Published Oct 3, 2004
DutchgirlRN, ASN, RN
3,932 Posts
:) First of all I'm starting with a happy face because I helped save a life today. I was leaving work and saw a lady lying on the ground in the parking lot. One of our doctors was in the parking lot also and we both ran over to her. She was not breathing, no pulse, and blueish around the mouth. Dr. H began to do the breathing and I began the chest compressions. He said "stop, stop" He said 4 breaths, then 8 compressions. I thought, huh? It's been almost 2 years since ACLS but that just didn't seem right to me. While he was doing his second set of 4 breaths I got my cell phone out and quickly called the ER. (cardiac arrest in the front lot, come now please!) They were there in about 2 minutes. By the time they arrived she was breathing on her own but we couldn't feel a pulse. They hooked her to the pack and she had a junctional rhythm. They whisked her away on the stretcher. I went on home. Just curious, 1 to 15 hasn't changed has it? The important thing was that we were able to revive her but I just need to know. Dr. H just happened to go to that ACLS class with me and was my partner. I will razz him next time I see him if he was wrong! He's got a great sense of humor. There are some doctors, you know what I mean, who you don't try to explain anything to! Dr. H is a jewel !!!
Monica RN,BSN
603 Posts
I am a certified CPR instructor, and I have never heard of such a thing as 4 breaths and 8 compressions. Yes it is 15 to 2 though, not 15 to 1 point is, as long as you are moving air and moving blood, it is effective (within the limitations of the victims chance for survival anyways)
explorer
190 Posts
You are right!
kathy_79
132 Posts
you did great job,
i agree with monica, 15 to 2
and i know about 5 to 1 if i am not wrong you do this way when you are alone so above is for two people doing cpr
you are very good person, i bet you save more lifes, :)
Audreyfay
754 Posts
Yup....15:2. I am a CPR Instructor also. There have been some changes, but that is not one of them. The doc must have been rattled!
zambezi, BSN, RN
935 Posts
I agree with the 15:2...however, "no ventilation" cpr is now the new thing if you do not have a protective airway device with a one way valve to protect you, the rescuer. Remember rule number one is protect yourself. The body has extra oxygen molecules that can be relesed when necesary so doing more compressions and getting that circulation going is key...What is the point of blowing in oxygen if you can't circulate it?? With longer compression times, the blood has a chance to get moving, if you are stopping too frequently to give breaths, that bloodflow that is bringing the oxygen to the tissues that you worked so hard to initiate stops. I was at an interesting conference this weekend and the speaker, who is quite well known, stated that he thought that in the next couple of years we will see a change from ABCs to CABs...just food for thought...

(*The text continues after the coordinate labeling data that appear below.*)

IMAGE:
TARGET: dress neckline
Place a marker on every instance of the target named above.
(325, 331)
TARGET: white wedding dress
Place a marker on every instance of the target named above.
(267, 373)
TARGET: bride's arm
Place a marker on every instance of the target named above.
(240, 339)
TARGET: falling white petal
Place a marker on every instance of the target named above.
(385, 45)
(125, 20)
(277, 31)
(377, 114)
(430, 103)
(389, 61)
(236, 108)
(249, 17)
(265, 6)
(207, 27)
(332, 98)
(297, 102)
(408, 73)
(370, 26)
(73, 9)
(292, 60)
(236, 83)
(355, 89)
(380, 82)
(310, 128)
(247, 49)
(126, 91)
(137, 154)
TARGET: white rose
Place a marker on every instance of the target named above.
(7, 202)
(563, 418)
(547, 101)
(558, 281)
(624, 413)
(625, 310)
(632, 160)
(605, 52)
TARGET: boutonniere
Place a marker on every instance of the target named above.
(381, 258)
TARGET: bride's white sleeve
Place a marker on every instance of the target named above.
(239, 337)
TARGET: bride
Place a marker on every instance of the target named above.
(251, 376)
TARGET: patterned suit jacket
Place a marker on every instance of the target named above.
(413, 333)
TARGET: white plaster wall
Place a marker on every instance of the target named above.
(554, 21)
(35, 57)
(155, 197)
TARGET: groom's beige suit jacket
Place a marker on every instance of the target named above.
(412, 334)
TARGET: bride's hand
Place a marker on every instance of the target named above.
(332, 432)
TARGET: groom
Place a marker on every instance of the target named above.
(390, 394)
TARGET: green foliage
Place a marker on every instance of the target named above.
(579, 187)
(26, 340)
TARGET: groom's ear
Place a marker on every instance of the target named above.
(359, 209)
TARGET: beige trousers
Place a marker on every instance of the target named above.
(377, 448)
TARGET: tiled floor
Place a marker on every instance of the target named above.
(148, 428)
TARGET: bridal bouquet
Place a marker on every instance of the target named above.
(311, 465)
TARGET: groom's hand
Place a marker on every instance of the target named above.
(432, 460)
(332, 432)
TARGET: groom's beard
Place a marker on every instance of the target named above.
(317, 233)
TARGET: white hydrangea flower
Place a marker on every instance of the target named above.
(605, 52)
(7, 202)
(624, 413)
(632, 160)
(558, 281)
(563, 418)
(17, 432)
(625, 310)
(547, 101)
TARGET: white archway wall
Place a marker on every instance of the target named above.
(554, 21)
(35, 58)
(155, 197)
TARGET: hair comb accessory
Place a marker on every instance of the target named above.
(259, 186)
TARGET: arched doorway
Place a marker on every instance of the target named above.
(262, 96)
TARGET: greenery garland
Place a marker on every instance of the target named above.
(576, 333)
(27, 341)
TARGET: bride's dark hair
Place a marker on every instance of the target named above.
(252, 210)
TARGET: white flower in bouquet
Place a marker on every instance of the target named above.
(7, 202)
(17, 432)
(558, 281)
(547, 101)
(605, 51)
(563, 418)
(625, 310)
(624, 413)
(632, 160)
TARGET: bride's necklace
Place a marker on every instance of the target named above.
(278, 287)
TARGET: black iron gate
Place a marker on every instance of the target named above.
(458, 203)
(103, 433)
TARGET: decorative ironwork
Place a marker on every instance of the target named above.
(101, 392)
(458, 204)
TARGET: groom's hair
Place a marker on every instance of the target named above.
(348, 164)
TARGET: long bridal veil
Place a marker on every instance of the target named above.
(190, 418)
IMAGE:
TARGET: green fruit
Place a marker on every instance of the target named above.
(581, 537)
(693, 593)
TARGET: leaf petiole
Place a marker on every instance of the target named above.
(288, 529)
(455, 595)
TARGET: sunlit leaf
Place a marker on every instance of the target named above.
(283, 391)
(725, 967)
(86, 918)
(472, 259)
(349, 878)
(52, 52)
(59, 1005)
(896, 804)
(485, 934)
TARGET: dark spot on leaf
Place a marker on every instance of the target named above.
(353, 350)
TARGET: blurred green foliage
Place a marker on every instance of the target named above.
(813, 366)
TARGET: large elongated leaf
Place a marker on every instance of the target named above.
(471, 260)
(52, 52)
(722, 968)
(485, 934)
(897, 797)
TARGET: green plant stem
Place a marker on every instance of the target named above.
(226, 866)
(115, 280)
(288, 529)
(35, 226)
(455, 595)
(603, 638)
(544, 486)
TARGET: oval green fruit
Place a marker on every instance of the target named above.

Of course if you have airway managment techniques to keep you safe, by all means, get that airway, give your breaths and do the standard 15:2
It seems that even the 5:1 (cpr with two rescuers) is out the door now unless there is a secure airway (ie: et tube) ...because of the whole circulation of blood flow concept...
Thanks for the update Zambezi. Can't wait to hear what comes up. Some of those thoughts haven't trickled down to us yet. CAB...........and here I thought that was a coronary artery bypass. :chuckle
Just to clarify...the Circulation/Airway/Breathing (CAB) is not a part of the BLS protocol yet...the ratio for compressions and breaths is 15:2 or about 100 beats a minute...unless the patient is intubated, then it is 5:1 but compressions are not stopped -> the bagger/airway management person just times the breath with the upstroke on the fifth compression...
of course, early defibrillation is key too!!!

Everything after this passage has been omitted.